Describing the festival, he said that the main aim of the film festival is to close the gap between documentary films and the audience in general, “given the fact that commercial cinemas rarely screen documentary films.”
Each of the past editions of the festival have tried to make a connection between itself and the city. It is inevitable that this year’s will touch on the Covid-19 pandemic. “But the films will not be about the pandemic,” Lam said. “It is a self-reflection of the daily lives during the pandemic.”
For example, he said, there is a film depicting the lives of passengers who are stranded, or somehow quarantined, on a cruise ship. They have to consider the ship their home for a period of time and at the same time maintain civil interactions with other passengers. “This is actually what some of us have done in the past year,” Lam said.
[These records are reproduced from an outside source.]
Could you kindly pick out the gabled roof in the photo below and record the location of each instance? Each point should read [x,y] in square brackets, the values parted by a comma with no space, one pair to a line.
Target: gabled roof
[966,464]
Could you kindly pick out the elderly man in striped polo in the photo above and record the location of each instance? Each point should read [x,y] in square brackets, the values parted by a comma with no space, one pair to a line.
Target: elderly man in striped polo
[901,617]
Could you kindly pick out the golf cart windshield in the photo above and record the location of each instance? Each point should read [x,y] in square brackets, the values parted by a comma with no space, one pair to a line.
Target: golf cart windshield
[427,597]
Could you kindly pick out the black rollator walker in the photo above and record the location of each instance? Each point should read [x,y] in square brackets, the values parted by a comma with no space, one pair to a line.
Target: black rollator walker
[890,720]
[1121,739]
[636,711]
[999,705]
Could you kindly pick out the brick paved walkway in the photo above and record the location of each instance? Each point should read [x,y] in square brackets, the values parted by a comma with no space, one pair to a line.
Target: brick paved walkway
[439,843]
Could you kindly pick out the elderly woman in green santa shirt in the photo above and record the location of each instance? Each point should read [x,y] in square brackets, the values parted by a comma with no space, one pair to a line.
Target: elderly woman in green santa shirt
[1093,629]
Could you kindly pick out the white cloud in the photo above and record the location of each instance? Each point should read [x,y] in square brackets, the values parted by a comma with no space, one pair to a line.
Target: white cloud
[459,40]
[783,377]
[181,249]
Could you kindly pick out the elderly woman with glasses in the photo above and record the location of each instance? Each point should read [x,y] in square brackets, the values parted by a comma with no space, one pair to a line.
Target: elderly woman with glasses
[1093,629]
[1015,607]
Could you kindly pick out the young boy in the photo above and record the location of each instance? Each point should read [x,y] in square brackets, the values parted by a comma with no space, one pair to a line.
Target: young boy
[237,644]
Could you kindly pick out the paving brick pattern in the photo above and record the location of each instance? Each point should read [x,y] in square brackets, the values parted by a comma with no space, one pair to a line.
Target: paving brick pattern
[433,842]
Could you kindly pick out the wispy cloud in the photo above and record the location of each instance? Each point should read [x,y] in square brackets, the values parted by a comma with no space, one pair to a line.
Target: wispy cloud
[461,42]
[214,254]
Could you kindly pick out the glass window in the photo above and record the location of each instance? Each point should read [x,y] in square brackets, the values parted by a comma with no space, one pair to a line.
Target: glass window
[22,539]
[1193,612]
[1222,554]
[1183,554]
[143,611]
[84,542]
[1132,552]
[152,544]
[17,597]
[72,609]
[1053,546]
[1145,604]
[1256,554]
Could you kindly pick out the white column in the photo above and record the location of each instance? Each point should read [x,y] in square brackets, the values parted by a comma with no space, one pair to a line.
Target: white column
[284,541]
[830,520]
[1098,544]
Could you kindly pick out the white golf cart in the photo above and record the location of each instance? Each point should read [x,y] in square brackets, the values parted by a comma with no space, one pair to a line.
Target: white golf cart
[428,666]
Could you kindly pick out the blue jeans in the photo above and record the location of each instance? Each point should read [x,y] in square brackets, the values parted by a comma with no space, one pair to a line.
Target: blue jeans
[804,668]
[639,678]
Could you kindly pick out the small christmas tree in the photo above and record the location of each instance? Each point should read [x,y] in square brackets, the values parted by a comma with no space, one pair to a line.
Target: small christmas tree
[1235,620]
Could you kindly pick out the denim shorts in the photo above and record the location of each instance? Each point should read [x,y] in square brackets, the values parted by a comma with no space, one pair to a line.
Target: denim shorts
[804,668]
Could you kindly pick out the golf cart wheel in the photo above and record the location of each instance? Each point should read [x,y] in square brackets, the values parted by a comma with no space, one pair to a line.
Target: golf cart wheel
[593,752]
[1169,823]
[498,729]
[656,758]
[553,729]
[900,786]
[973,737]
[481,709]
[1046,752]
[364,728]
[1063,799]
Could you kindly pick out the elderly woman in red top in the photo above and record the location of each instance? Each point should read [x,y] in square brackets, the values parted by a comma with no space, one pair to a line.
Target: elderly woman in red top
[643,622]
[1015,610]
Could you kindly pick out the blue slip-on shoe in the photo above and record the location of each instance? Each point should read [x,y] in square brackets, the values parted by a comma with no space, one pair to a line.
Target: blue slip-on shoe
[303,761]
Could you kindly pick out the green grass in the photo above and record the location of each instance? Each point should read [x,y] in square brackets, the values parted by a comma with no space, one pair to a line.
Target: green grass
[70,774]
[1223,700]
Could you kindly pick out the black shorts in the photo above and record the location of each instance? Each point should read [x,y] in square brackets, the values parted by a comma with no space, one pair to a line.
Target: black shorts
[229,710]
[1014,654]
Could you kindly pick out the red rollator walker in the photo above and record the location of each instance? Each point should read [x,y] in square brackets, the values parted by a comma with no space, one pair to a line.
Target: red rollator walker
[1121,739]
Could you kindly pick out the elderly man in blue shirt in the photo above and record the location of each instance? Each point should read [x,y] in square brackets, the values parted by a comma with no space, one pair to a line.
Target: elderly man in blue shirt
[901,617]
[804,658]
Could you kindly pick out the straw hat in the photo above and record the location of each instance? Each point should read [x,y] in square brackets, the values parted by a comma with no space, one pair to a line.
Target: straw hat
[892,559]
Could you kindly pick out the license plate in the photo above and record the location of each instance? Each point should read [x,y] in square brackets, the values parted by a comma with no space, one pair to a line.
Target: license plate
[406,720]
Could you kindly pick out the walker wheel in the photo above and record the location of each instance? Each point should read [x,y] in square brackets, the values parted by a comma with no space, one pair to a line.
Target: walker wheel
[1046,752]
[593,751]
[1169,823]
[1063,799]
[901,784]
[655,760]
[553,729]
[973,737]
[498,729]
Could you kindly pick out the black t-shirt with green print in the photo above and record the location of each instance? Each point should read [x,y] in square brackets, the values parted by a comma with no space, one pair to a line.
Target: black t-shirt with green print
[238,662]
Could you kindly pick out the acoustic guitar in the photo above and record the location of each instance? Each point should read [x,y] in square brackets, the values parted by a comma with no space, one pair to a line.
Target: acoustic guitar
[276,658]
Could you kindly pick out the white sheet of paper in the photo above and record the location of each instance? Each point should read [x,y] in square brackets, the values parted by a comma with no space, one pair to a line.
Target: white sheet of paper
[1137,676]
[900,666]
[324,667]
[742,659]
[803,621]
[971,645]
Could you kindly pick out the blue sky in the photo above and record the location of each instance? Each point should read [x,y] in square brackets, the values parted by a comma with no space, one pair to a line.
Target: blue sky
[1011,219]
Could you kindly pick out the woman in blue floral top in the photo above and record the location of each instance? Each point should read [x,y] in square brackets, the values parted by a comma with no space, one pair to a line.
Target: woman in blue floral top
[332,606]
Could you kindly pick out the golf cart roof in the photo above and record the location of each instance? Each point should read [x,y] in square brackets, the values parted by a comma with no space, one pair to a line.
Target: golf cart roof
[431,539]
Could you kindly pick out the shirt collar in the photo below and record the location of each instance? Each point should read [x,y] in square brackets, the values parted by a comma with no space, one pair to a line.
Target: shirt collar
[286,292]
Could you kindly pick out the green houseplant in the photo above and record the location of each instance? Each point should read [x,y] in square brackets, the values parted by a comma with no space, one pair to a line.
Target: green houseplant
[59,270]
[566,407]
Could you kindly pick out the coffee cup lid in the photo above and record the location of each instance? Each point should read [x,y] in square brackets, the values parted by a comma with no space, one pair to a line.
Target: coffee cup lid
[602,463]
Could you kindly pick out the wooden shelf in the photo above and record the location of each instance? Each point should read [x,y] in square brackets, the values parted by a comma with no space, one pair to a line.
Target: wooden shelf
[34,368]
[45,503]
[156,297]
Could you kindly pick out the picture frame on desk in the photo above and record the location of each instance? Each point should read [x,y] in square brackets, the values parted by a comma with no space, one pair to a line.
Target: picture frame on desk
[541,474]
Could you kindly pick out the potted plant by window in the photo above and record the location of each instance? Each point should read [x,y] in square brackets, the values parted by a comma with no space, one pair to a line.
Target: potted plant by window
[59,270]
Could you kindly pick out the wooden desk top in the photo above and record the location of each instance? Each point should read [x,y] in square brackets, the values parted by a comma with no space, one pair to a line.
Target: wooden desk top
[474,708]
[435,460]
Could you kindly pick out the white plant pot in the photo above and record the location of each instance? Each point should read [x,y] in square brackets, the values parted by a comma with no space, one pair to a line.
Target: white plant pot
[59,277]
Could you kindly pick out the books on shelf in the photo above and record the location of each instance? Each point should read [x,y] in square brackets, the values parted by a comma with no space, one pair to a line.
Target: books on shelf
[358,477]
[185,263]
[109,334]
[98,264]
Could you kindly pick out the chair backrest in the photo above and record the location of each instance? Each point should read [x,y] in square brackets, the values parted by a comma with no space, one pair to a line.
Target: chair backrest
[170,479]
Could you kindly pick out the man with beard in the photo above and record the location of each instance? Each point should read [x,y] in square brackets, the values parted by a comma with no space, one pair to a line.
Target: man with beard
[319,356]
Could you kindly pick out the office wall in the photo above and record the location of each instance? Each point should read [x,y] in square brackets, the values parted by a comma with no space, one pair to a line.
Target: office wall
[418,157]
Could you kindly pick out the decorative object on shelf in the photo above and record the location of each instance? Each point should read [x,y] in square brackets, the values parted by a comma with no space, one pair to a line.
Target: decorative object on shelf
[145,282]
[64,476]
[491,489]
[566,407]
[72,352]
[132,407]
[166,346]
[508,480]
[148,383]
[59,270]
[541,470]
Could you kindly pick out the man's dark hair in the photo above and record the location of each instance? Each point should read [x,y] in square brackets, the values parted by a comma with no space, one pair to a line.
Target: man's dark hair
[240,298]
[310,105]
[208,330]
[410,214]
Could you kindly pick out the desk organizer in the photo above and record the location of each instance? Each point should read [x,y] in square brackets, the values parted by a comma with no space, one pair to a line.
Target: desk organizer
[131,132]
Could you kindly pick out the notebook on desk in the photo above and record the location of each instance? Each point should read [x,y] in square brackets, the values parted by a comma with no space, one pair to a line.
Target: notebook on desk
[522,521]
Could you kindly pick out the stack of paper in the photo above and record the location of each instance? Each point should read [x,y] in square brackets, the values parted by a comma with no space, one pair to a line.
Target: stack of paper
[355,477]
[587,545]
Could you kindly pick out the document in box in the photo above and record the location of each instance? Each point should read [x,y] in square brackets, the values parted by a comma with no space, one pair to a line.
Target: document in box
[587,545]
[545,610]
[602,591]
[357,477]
The range of films available has also earned a good name for the festival within or across the Greater Bay Area. Lam said that even though there is an established festival of its type in Guangzhou, the capital of the Guangdong Province, they may not screen the types of film picked in the Macau festival.
As such, documentary film enthusiasts who want to enjoy certain films on the big screen can visit Macau to watch the films they like.
This has somehow made the festival a tourism event. But this year, due to travel restrictions, Lam admitted that this group of viewers have thinned out.
Although he did not put it this way, the festival has somehow played a role in Chinese-Lusophone interactions. The city has been designated a focal point of a particular cultural export in the broader national atlas.
This upcoming festival has a segment called “Taste of Portuguese”, celebrating Portuguese productions. The three films were highly rated in the past couple of years.
The other segments of the festival are “New Release”, “Classic Doc” and “Director in Focus – Anocha Suwichakornpong.” However, the latter film “ looks for audience who is more serious and curious,” Lam explained.
Animal documentaries voiced-
over by Sir David Attenborough highlights the genre’s close proximity with common audience. However, Lam stressed that documentary films are meant for the big screen. It also has a storyline and development.
The festival is ongoing and will run until July 25.